As an entrepreneur or employee at nine startups, Robbins has been involved with startup and early-stage companies since 1978. His clients include ZEFER Corp, University Access, Inc., RenalTech, Crimson Solutions, and PRIMESource. He's also listed in Who's Who in America's Entrepreneurs.
He said he decided to become a venture coach after a rather disappointing stint as a manager. The only part of his managerial job he said he really enjoyed was acting as a mentor to his team and helping them to develop their skills.
He also draws on his experience as an investor; he used to meet regularly with entrepreneurs to help them with their issues. "I suddenly realized the one thing I loved was these meetings, so I hired a coach myself, who basically said if this is what you love and if you are good at it, go for it!"
In 1998 he followed his dream, and opened Venture Coach. He works out of his home in Cambridge, Mass. "It's been the best decision of my life," he said.

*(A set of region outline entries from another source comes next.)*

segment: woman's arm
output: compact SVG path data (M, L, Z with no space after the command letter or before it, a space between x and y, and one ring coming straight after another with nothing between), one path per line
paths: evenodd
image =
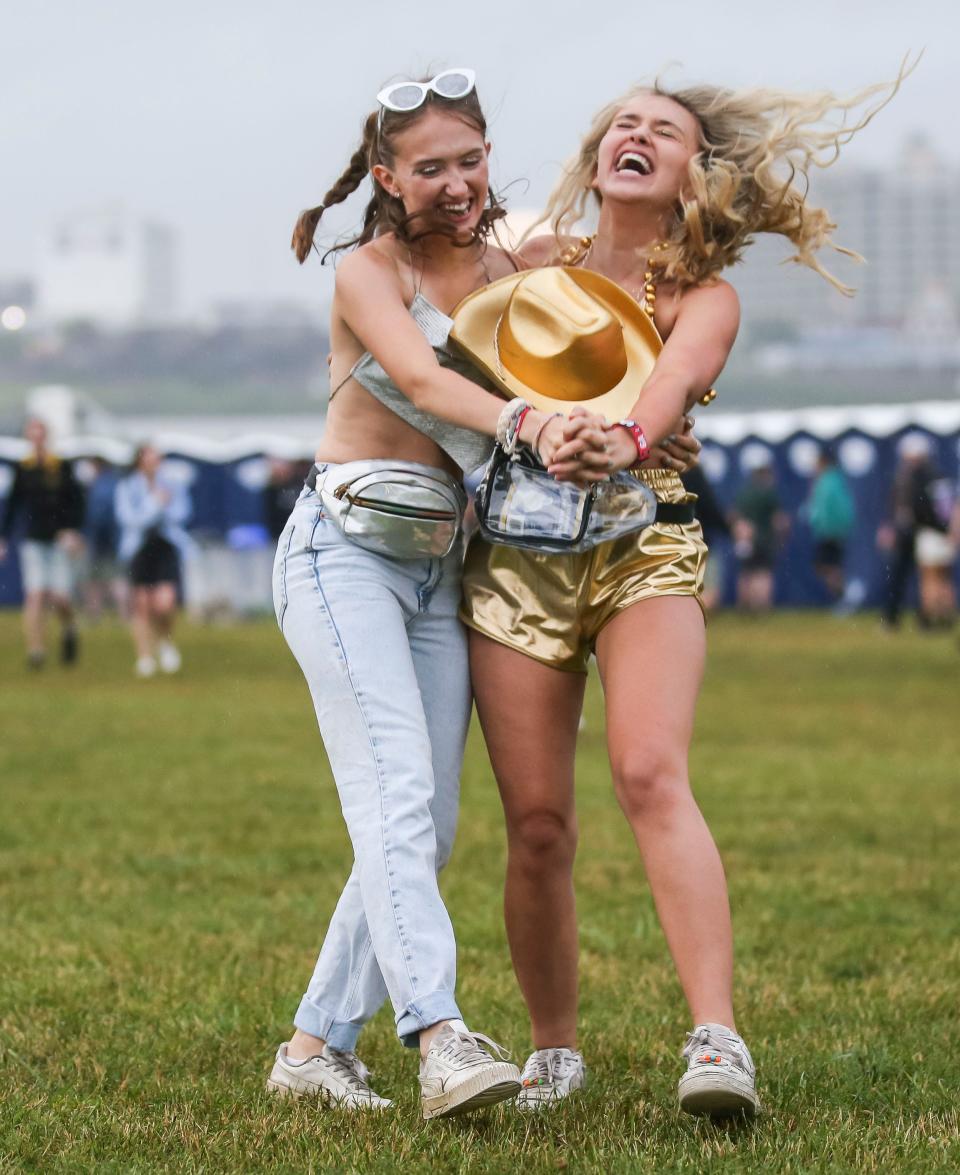
M374 356L400 390L422 411L461 428L496 436L503 400L484 391L464 376L443 368L432 347L410 317L392 262L371 248L344 257L337 268L337 311L361 344ZM531 444L548 421L544 412L530 411L521 441ZM582 437L603 448L602 430ZM541 436L545 459L563 439L559 421L546 423Z

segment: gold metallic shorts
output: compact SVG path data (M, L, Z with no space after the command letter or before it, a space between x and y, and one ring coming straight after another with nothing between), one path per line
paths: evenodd
M670 470L636 476L660 502L696 501ZM652 596L693 596L700 603L705 562L698 522L654 523L578 555L537 555L475 536L459 615L491 640L553 669L585 673L600 629L631 604Z

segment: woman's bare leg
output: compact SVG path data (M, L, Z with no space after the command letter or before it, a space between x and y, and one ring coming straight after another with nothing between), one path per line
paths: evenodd
M693 1022L734 1028L726 879L687 776L705 645L697 602L658 597L604 627L597 660L617 798L637 839Z
M533 1047L576 1048L573 756L586 677L477 632L470 672L506 817L504 916Z
M154 636L150 618L150 589L134 588L133 612L130 613L130 632L136 649L136 656L141 658L153 657Z

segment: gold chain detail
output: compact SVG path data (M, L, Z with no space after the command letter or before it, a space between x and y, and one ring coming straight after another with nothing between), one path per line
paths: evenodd
M590 250L593 248L593 242L597 240L597 234L593 236L582 236L576 244L571 244L569 249L563 254L560 261L565 266L582 266L586 258L590 256ZM656 267L653 264L653 257L662 253L666 248L666 241L658 241L653 248L650 250L650 256L646 258L646 273L644 274L643 287L633 295L636 302L639 302L640 308L644 310L646 316L653 322L653 314L657 309L657 274ZM627 290L627 293L630 293ZM717 389L711 388L710 391L705 391L699 398L699 403L706 407L713 403L717 398Z

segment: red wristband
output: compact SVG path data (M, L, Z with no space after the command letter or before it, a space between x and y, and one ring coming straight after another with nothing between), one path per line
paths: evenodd
M643 463L650 456L650 445L646 443L644 430L636 421L617 421L617 427L626 429L637 446L637 459Z

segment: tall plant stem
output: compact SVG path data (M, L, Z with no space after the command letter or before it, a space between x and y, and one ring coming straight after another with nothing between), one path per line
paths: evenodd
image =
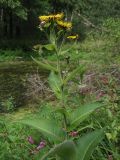
M62 105L62 108L65 109L63 76L62 76L61 63L60 63L59 51L58 51L57 45L56 45L56 55L57 55L57 69L58 69L58 74L61 80L61 101L60 103ZM63 117L64 117L64 127L66 129L67 128L67 118L64 112L63 112Z

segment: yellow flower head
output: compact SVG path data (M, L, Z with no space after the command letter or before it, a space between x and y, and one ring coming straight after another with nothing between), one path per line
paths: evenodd
M40 21L45 21L48 22L50 20L61 20L64 17L63 13L60 14L53 14L53 15L48 15L48 16L39 16Z
M68 39L77 39L78 38L78 34L74 35L74 36L68 36Z
M64 21L57 21L57 24L65 29L71 29L72 28L72 23L71 22L64 22Z

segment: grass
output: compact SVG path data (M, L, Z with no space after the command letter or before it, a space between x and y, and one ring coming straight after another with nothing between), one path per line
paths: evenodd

His clients are all over the country and overseas, which means he works by phone a lot from home. But he rarely gets lonely in his home office, despite his initial apprehension.
"When I am on the phone with my clients it feels as if I am physically present. Most people will open up on the phone about much more personal issues than they would in person," he said. "It's been an unexpected benefit." The downside is that he said he misses visual cues he would normally pick up if he were meeting with his clients in person.
The salary for a venture coach is small when a coach first starts out. Robbins's business pulls in about $80,000 a year, and his salary after overhead costs is about $60,000. He anticipates doubling his salary next year as he continues to expand his practice.
Someone who wants a career as a venture coach should have a knowledge of how business works, even though much of what Robbins does involves personal skills building, he said. A strong psychology background also helps.
Robbins has an MBA from Harvard Business School and an undergraduate degree in computer science from MIT. He's also a certified master of neuro-linguistic programming, a branch of psychology that uses hypnosis and teaches people to listen for underlying assumptions during their conversations with others.
If you like mentoring people, and enjoy business and psychology, then you should brush up on your people skills, grab the telephone...and dream on!